Meta is to lay off thousands of employees beginning this week, according to a report2 min read
According to a new Wall Street Journal article, Meta, the parent corporation that owns Facebook, WhatsApp, and Instagram, may begin major layoffs as soon as this week. While it’s unclear how many of Meta’s around 87,000 employees may lose their employment, the new report says it’s in the “thousands.”
Meta has a massive global reach, with over 2.7 billion Facebook users and 2 billion WhatsApp users. According to the Wall Street Journal, the corporation has been on a hiring binge over the previous three years, with over 37,000 new jobs since the beginning of 2020.

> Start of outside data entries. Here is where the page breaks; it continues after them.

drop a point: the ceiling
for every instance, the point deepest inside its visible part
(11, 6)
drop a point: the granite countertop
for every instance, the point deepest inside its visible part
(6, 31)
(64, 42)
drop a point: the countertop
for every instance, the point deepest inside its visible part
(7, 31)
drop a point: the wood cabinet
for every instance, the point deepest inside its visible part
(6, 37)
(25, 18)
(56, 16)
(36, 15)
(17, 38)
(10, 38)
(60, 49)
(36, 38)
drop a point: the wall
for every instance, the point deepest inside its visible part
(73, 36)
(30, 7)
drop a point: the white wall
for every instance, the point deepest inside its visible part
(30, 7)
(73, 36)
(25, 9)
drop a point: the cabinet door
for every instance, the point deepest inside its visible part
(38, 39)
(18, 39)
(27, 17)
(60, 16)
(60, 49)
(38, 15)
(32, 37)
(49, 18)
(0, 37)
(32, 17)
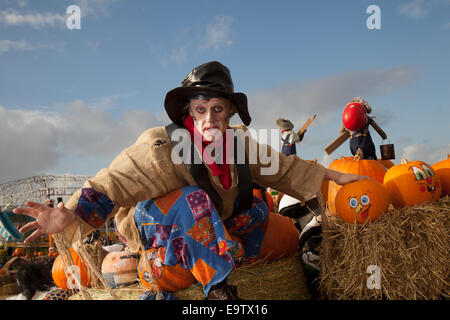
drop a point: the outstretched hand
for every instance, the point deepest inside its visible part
(48, 220)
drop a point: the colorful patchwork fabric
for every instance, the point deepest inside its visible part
(188, 226)
(94, 207)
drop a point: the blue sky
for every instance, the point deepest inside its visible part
(71, 100)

The layoffs would be the first in the company’s history, as it just relaunched as Meta in an effort to focus on CEO Mark Zuckerberg’s grand vision for the metaverse. However, that ambition has not been properly achieved, according to stories from behind the scenes, where Meta’s product developers refuse to even use the metaverse. According to the Wall Street Journal, most visitors to Horizon Worlds do not return.

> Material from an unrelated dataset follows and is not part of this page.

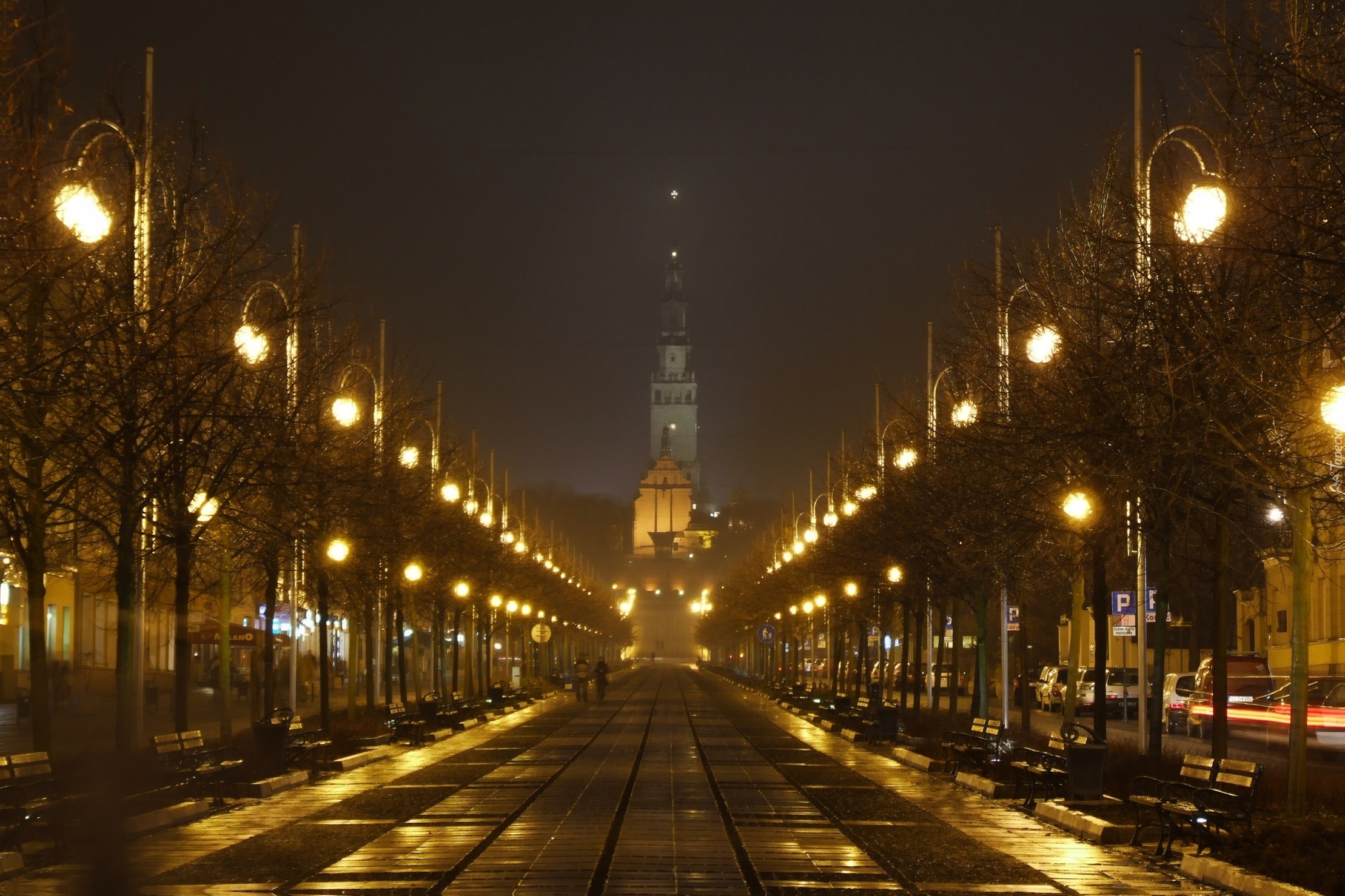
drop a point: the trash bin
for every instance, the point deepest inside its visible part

According to September reports, Meta expected to cut spending by around 10%, although it’s unclear how much of that would come in the form of layoffs. When it was still known as Facebook, Meta had a market cap of almost $1 trillion in September 2021. The company’s current market capitalization is under $240 billion.
In recent weeks, the US tech sector has experienced significant layoffs, with Stripe laying off 14% of its 8,100 employees and Twitter terminating around 50% of its employees when Elon Musk took over. In recent months, Netflix, Spotify, and Shopify have all experienced significant personnel reductions.

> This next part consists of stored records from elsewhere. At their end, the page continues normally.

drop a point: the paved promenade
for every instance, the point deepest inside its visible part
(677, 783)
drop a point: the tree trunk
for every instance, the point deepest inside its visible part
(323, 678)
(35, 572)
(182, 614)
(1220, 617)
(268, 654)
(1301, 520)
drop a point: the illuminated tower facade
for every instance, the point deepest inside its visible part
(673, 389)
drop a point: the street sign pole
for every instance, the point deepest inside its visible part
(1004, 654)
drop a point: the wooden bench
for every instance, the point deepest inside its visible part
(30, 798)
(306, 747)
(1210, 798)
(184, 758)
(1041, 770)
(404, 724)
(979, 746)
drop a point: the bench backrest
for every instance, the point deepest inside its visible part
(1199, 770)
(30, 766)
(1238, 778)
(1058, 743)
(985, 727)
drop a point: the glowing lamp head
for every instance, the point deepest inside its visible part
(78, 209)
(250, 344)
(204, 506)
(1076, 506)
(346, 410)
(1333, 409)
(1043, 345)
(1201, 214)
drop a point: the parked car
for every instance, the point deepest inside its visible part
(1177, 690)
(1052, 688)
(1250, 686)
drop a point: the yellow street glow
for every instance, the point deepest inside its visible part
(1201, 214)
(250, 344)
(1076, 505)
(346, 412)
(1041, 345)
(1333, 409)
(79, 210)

Despite low unemployment, the United States, like the rest of the world, has been battling with high inflation, causing businesses to fret about the prospect of a recession. The Federal Reserve has been boosting interest rates in an attempt to increase unemployment in the hope of slowing inflation.
Meta did not respond to an early Monday comment request. If we receive a response, Gizmodo will update this article.